Commenting on the investment, Mr. Mezuo Nwuneli, Managing Partner at Sahel Capital, said, “The investment in the cassava sector speaks directly to two pillars of FAFIN’s investment strategy: import substitution and smallholder farmer impact, and after a thorough analysis of the opportunities in the sector, we decided to invest in Crest Agro. Crest Agro has consciously set out to address the structural challenges limiting players in the sector, and we were particularly happy with the quality of the team and the level of execution ability that they bring to the table.
We are also excited to be partnering with CCA, who are top notch investors, and look forward to the transformative impact that we will achieve with the investment in Crest Agro”.
Also commenting on the investment, Mr. Yomi Jemibewon, Managing Director at CCA said, “We believe that Crest Agro is on its way to successfully capturing the industrialization opportunity presented by Nigeria’s cassava value chain, and will play an important import substitution role for the economy.
This is in line with a pivotal aspect of our strategy at CCA, of making transformational investments in Nigerian SMEs. At every step throughout our journey with Crest Agro, we have made concerted efforts to seek out and attract partners who will help ensure that the Company delivers on its vision of pioneering the industrialization of cassava in Nigeria.
To this end, we are extremely excited to be joined on this journey by Sahel Capital — an investor with deep local roots and a strong understanding of the sector, who will also be bringing considerable operational expertise to the business.”
There is strong demand for starch in the FMCG, brewing and pharmaceutical sectors, and as the Nigerian middle class grows and more companies look to enhance their ability to source raw materials locally, this demand-supply gap is expected to grow substantially.
Crest Agro is located in the number one cassava growing region in Nigeria (North Central) and with its starch processing plant coming on stream by the end of the year, the company is uniquely positioned to grow significantly and become a market leader within the next few years.
FAFIN and CCA’s investment in Crest Agro will be geared towards facilitating the setup of the company’s starch processing facility, as well as helping to expand farming activities.
Speaking on the investment, Mr. Dele Ogunlade, CEO of Crest Agro Products said, “I am truly excited by the challenge of building Crest Agro into Nigeria’s leading producer of cassava starch. My team has been laying the groundwork over the last few years, and the funding and strategic partnership from Sahel Capital and CCA will provide the support we need to achieve this vision.”

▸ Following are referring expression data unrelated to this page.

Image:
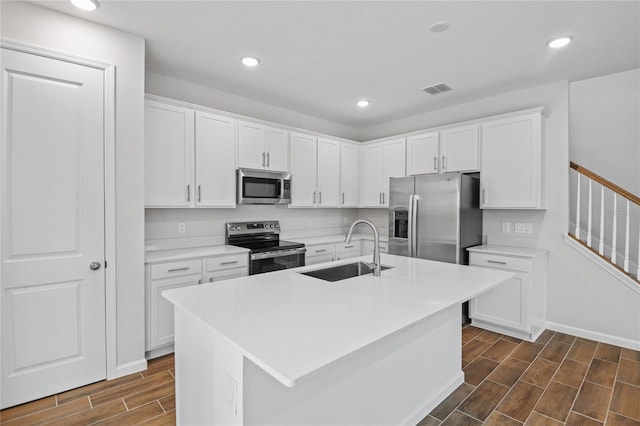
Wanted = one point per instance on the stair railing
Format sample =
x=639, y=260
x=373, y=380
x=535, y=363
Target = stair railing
x=629, y=199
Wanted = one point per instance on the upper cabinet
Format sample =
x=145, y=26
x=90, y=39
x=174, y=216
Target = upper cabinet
x=513, y=162
x=450, y=150
x=381, y=161
x=262, y=148
x=189, y=157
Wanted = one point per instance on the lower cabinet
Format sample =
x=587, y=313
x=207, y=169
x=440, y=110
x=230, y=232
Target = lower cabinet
x=516, y=307
x=163, y=276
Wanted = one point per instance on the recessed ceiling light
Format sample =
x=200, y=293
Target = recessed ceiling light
x=560, y=42
x=440, y=26
x=250, y=62
x=86, y=4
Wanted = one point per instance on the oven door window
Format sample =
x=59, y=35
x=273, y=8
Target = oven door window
x=260, y=187
x=260, y=266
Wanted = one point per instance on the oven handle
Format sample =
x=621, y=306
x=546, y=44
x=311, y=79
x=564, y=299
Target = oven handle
x=278, y=253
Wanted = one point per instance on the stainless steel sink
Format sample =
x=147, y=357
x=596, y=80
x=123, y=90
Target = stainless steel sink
x=342, y=272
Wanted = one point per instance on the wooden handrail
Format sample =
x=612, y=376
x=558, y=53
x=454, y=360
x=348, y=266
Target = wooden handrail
x=602, y=181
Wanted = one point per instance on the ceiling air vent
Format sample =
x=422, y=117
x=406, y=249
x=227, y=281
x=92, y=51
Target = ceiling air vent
x=436, y=89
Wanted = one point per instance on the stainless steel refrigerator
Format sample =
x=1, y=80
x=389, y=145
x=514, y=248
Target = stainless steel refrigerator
x=435, y=217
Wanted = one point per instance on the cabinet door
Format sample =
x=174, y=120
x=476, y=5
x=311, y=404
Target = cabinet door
x=422, y=154
x=512, y=163
x=303, y=170
x=328, y=173
x=160, y=310
x=372, y=175
x=394, y=165
x=168, y=155
x=251, y=151
x=215, y=160
x=349, y=172
x=459, y=149
x=277, y=148
x=504, y=305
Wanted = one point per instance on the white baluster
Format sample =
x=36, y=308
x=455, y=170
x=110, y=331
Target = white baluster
x=589, y=214
x=577, y=234
x=614, y=235
x=601, y=245
x=626, y=243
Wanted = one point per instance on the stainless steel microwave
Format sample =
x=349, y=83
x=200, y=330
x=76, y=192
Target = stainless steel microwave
x=263, y=187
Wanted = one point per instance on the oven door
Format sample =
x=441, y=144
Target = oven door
x=276, y=260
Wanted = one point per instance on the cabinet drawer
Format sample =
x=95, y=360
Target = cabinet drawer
x=498, y=261
x=320, y=250
x=175, y=269
x=225, y=262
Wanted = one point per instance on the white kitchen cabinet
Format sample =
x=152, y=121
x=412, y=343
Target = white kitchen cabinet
x=349, y=173
x=513, y=162
x=261, y=147
x=303, y=170
x=517, y=307
x=168, y=155
x=449, y=150
x=189, y=157
x=161, y=276
x=328, y=184
x=381, y=161
x=423, y=154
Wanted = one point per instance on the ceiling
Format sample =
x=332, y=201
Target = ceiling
x=319, y=57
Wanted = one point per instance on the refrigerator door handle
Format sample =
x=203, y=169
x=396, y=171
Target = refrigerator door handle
x=414, y=225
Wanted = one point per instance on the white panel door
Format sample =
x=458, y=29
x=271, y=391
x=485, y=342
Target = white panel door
x=303, y=170
x=215, y=160
x=349, y=172
x=459, y=149
x=277, y=147
x=52, y=226
x=422, y=154
x=328, y=173
x=168, y=154
x=251, y=152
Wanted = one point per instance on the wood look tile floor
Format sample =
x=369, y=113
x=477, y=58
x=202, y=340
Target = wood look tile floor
x=557, y=380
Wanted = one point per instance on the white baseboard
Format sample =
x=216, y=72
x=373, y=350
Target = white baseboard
x=130, y=368
x=592, y=335
x=423, y=411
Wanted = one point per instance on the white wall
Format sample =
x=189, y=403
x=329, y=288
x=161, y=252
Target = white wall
x=170, y=87
x=581, y=298
x=30, y=24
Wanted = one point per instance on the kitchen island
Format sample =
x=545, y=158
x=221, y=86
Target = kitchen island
x=286, y=348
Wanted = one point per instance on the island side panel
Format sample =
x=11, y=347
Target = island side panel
x=397, y=380
x=208, y=374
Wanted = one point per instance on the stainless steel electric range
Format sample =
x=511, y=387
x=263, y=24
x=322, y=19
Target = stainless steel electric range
x=267, y=251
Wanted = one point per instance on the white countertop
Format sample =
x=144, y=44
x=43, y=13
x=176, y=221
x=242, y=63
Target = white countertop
x=291, y=325
x=187, y=253
x=524, y=252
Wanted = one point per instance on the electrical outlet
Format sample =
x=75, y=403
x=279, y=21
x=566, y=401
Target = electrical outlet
x=523, y=228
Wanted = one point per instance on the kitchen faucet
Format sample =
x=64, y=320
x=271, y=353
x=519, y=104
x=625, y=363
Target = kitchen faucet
x=376, y=243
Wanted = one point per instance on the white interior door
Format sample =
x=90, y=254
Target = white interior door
x=52, y=227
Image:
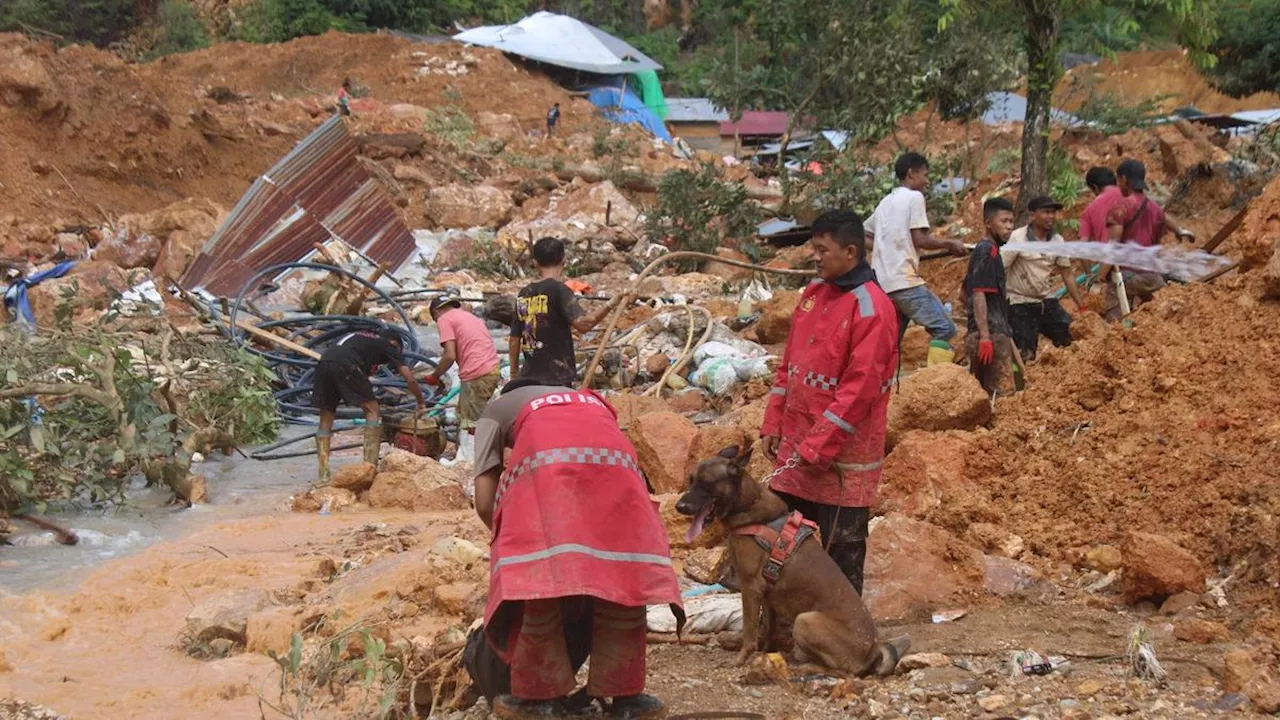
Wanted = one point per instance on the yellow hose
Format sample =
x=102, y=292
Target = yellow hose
x=629, y=296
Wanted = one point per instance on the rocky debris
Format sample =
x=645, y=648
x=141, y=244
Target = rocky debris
x=913, y=568
x=411, y=482
x=225, y=615
x=1264, y=692
x=272, y=630
x=938, y=397
x=1238, y=669
x=583, y=213
x=1200, y=632
x=1104, y=559
x=1271, y=276
x=88, y=287
x=922, y=470
x=1257, y=235
x=661, y=441
x=1009, y=578
x=328, y=499
x=467, y=206
x=713, y=533
x=1156, y=568
x=356, y=477
x=775, y=323
x=915, y=661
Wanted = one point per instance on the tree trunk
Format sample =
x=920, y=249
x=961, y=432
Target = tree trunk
x=1042, y=74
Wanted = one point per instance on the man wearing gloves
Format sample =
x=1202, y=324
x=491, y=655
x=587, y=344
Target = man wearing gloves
x=828, y=408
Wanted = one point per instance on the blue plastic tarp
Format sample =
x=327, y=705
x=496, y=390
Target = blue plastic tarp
x=629, y=109
x=16, y=296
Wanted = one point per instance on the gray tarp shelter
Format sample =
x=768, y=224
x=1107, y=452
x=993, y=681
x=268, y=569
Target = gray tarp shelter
x=563, y=41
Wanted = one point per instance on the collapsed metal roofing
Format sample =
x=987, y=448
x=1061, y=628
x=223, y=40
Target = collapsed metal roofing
x=318, y=192
x=563, y=41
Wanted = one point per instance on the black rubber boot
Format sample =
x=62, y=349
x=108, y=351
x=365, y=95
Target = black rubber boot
x=638, y=707
x=511, y=707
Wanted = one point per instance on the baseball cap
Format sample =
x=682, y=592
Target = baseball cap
x=1043, y=203
x=1134, y=172
x=444, y=301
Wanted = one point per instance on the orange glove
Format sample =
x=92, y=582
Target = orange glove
x=986, y=351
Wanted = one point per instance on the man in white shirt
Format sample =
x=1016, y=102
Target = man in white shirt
x=1031, y=281
x=896, y=232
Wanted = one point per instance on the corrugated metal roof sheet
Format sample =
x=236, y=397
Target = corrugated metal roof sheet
x=694, y=110
x=319, y=191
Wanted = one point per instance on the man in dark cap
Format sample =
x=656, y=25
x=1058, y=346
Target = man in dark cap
x=1142, y=220
x=1031, y=279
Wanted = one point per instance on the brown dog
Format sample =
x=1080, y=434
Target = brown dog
x=812, y=596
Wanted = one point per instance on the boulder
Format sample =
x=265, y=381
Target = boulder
x=914, y=568
x=663, y=441
x=1156, y=568
x=1271, y=276
x=469, y=206
x=709, y=440
x=713, y=533
x=356, y=477
x=1238, y=669
x=938, y=397
x=1200, y=632
x=922, y=470
x=272, y=630
x=417, y=483
x=776, y=314
x=225, y=615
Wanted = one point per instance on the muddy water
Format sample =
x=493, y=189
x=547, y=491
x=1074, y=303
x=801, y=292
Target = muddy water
x=237, y=488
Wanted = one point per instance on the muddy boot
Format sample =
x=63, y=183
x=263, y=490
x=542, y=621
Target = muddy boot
x=373, y=442
x=638, y=707
x=323, y=458
x=511, y=707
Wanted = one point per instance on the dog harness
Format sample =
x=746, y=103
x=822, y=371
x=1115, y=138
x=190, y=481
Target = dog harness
x=780, y=538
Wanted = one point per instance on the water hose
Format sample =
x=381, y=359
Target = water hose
x=631, y=294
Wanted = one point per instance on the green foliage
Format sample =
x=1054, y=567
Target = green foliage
x=1248, y=55
x=451, y=124
x=181, y=30
x=698, y=210
x=104, y=409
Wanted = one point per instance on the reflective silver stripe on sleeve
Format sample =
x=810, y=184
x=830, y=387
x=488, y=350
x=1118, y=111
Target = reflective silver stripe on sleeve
x=643, y=557
x=865, y=308
x=837, y=420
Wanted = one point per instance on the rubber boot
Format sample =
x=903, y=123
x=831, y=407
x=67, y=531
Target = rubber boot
x=940, y=352
x=373, y=442
x=323, y=458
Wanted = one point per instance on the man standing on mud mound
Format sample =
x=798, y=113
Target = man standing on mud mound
x=1033, y=309
x=896, y=232
x=570, y=516
x=1141, y=220
x=988, y=342
x=342, y=376
x=547, y=314
x=828, y=408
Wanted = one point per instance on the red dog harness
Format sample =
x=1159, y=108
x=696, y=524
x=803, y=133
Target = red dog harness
x=781, y=538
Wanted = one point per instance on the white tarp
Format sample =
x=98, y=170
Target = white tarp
x=560, y=40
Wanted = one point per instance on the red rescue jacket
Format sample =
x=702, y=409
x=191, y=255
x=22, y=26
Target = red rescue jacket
x=830, y=401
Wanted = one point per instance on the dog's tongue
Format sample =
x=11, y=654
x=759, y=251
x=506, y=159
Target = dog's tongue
x=699, y=520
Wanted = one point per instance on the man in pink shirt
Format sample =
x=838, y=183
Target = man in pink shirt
x=466, y=341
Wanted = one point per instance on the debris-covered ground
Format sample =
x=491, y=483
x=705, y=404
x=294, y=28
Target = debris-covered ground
x=1114, y=527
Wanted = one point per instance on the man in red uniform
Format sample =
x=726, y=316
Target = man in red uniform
x=824, y=424
x=571, y=519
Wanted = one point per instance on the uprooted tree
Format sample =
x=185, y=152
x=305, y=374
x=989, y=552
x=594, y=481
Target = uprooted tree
x=1040, y=27
x=83, y=411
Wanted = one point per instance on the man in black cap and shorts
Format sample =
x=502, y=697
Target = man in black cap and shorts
x=342, y=376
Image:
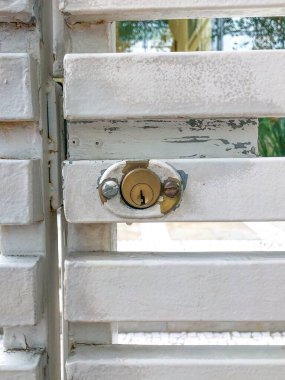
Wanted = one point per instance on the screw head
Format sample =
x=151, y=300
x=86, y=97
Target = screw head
x=110, y=189
x=172, y=188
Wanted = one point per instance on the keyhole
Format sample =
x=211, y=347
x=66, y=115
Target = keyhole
x=142, y=198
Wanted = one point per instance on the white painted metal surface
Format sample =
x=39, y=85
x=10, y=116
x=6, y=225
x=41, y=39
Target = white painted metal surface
x=21, y=365
x=215, y=190
x=20, y=192
x=197, y=85
x=174, y=287
x=16, y=10
x=166, y=9
x=20, y=291
x=170, y=363
x=149, y=139
x=18, y=91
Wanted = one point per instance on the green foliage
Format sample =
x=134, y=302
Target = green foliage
x=132, y=32
x=271, y=137
x=264, y=32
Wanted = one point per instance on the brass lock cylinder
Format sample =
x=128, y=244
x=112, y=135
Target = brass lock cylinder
x=141, y=188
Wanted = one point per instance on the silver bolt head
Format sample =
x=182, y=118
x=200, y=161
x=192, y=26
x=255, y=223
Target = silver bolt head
x=110, y=189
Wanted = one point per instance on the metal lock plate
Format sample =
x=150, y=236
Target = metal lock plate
x=140, y=189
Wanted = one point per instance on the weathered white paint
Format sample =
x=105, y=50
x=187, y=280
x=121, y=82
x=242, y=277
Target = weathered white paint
x=20, y=291
x=18, y=90
x=16, y=10
x=21, y=365
x=23, y=337
x=92, y=333
x=90, y=238
x=167, y=9
x=22, y=240
x=20, y=192
x=170, y=363
x=19, y=40
x=161, y=85
x=174, y=287
x=21, y=140
x=202, y=326
x=215, y=190
x=162, y=138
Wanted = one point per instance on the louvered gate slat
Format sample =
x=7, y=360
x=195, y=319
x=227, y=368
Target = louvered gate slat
x=112, y=104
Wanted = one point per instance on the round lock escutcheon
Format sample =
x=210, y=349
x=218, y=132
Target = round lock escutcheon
x=141, y=188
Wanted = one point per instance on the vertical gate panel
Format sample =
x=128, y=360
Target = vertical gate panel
x=191, y=118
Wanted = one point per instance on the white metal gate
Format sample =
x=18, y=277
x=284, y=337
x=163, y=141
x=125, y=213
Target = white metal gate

With this round of investment in Crest Agro Products, the Company’s Board of Directors will be reconstituted to include one independent director, who will be the Chairman of the Board, bringing years of corporate experience and industry expertise to the company. Mr. Mezuo Nwuneli and Mr. Olaniyi Oladejo from Sahel Capital as well as Mr. Femi Ogunjimi and Mr. Yomi Jemibewon from CCA will also be joining the Board of Crest Agro Products.